Mickey & Friends Lot. Photo by Gabriel San Roman

This week, the Disneyland Resort raised starting pay for security staff to $16.60 an hour after reaching a new contract with the union that represents them. It joined the corporation’s previous efforts to boost wages to $15 an hour for union and non-union “cast members” alike. Now, the Disneyland Resort proudly notes that 75 percent of its 30,000 workforce will make $15 an hour or more by Jan. 31 when hotel workers are set to get a raise.

“We are proud to have implemented a $15 minimum wage for the majority of our cast members three years ahead of California’s requirements,” Liz Jaeger, Disneyland Resort spokeswoman, tells the Weekly. “We’re also excited by the response that we’ve received to Disney Aspire, our groundbreaking educational program that allows our cast to go to college and pursue a degree with 100 percent of the cost covered by Disney.”

In the meantime, the DoubleTree Suites by Hilton, a non-union hotel, is the only up-and-running resort-area business to comply with the living wage law–even if it arrived in the debate as an afterthought. Back in July 2002, Anaheim city council originally approved a 50 percent bed tax subsidy for the DoubleTree Hotel project. Construction of the hotel finished four years later, and, by city staff calculations, the tax rebates will continue through 2021–when the living wage law prescribes a $17 an hour salary.

Anaheim also determined that hotel projects by Wincome Group and the JW Marriott at the GardenWalk would be subject to the wage law once completed and staffed. In the election battle over Measure L, opponents suggested that its passage could lead to the cancellation of both a Wincome and GardenWalk hotel that are already on hold and haven’t yet begun construction, killing jobs off along the way. Jeff Flint, a spokesman for Wincome, declined to comment for this story when reached by phone. Fabela briefly considered the GardenWalk itself to be applicable once it was pointed out to him that it had a sales tax rebate agreement reaffirmed with the city in 2013, but as a shopping mall, it didn’t fit the definition of businesses targeted under the ordinance.

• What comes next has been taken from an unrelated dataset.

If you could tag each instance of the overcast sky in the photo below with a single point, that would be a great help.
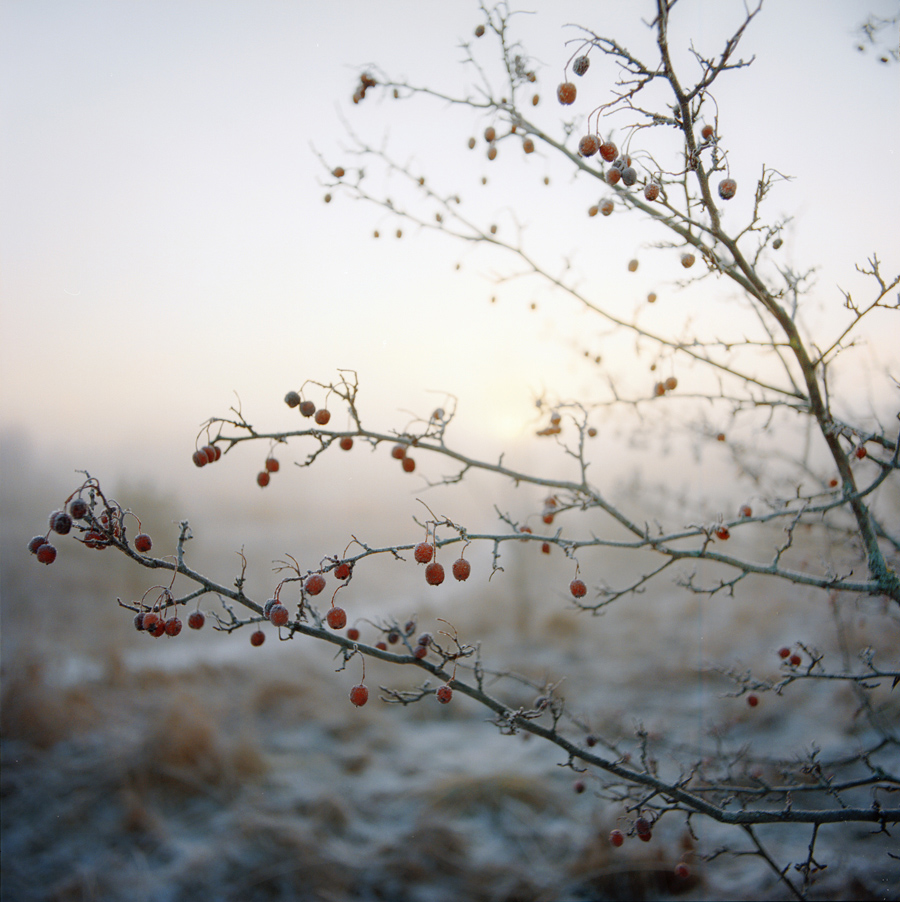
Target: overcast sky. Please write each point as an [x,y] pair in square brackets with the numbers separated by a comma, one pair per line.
[164,242]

Theme parks, on the other hand, are explicitly defined in the law’s language, but disagreements continue over what constitutes a tax rebate subsidy as a condition of its applicability. Richard McCracken, the principal author of the ordinance, has argued before that Disney reaps the economic value of its taxes being diverted from the city’s general fund to pay for bonds as part of the ’96 expansion deal and that such financing amounts to a “tax rebate.” The Measure L campaign hit voters with flyers featuring Disney workers in hammering home the message that the living wage law would, indeed, apply to the House of the Mouse.

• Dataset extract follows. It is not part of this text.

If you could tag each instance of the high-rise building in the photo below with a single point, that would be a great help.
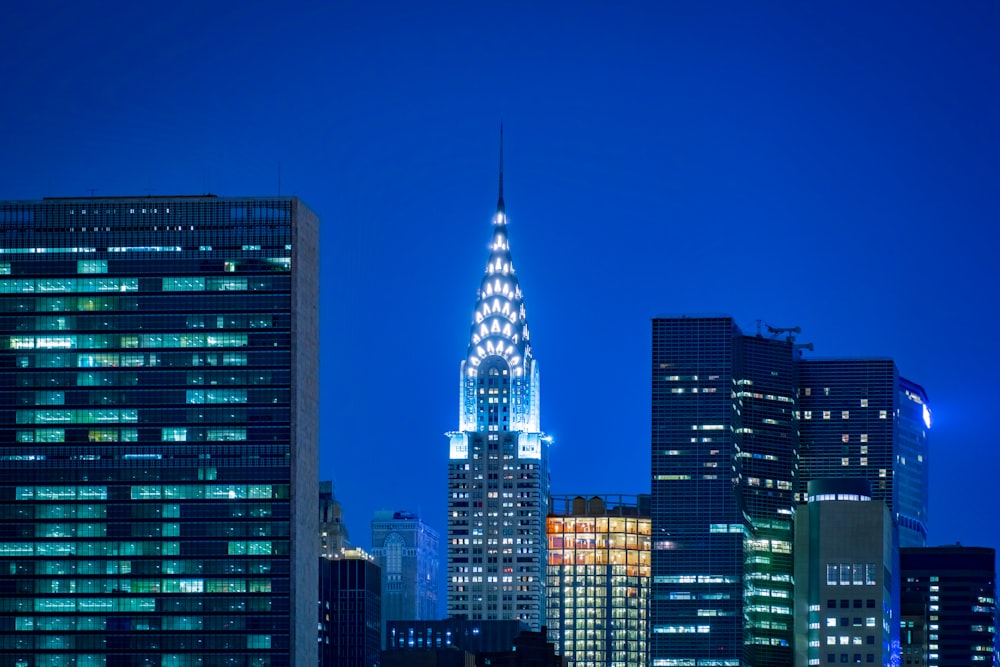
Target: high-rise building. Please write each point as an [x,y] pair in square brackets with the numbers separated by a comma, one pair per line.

With Anaheim’s determination that the Disneyland Resort is exempt and thousands of cast members still under contracts making the state’s lower minimum wage, the dispute may be headed for litigation.

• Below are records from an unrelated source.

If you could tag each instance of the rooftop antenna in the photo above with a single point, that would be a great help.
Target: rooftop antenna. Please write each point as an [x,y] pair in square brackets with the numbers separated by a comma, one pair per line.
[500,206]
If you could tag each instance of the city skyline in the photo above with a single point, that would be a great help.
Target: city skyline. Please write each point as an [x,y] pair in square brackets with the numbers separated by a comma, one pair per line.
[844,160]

“We’re very proud of the residents of Anaheim and our workers who understood that this is important and now the law of the land in the city,” says Briceño. “We will take every measure possible to make sure that the law is fully implemented.”

3 Replies to “Anaheim Exempts Disney From Living Wage Law, DoubleTree Hotel Workers Get Raise”

  1. Disney is profiting today from rebates they’ve gotten in the past from Anaheim. I say this law most certainly applies to them. It’s unfortunate that the city of Anaheim doesn’t think their citizens deserve a living wage. Maybe that’s why there are so many homeless in one of the richest towns in the country?

  2. Oh, and by the way, Mike Lyster makes over $200K per year. Robert Fabela, almost $300K. These people are so far out of touch with the common citizen in Anaheim, of course they’re going to side with big business.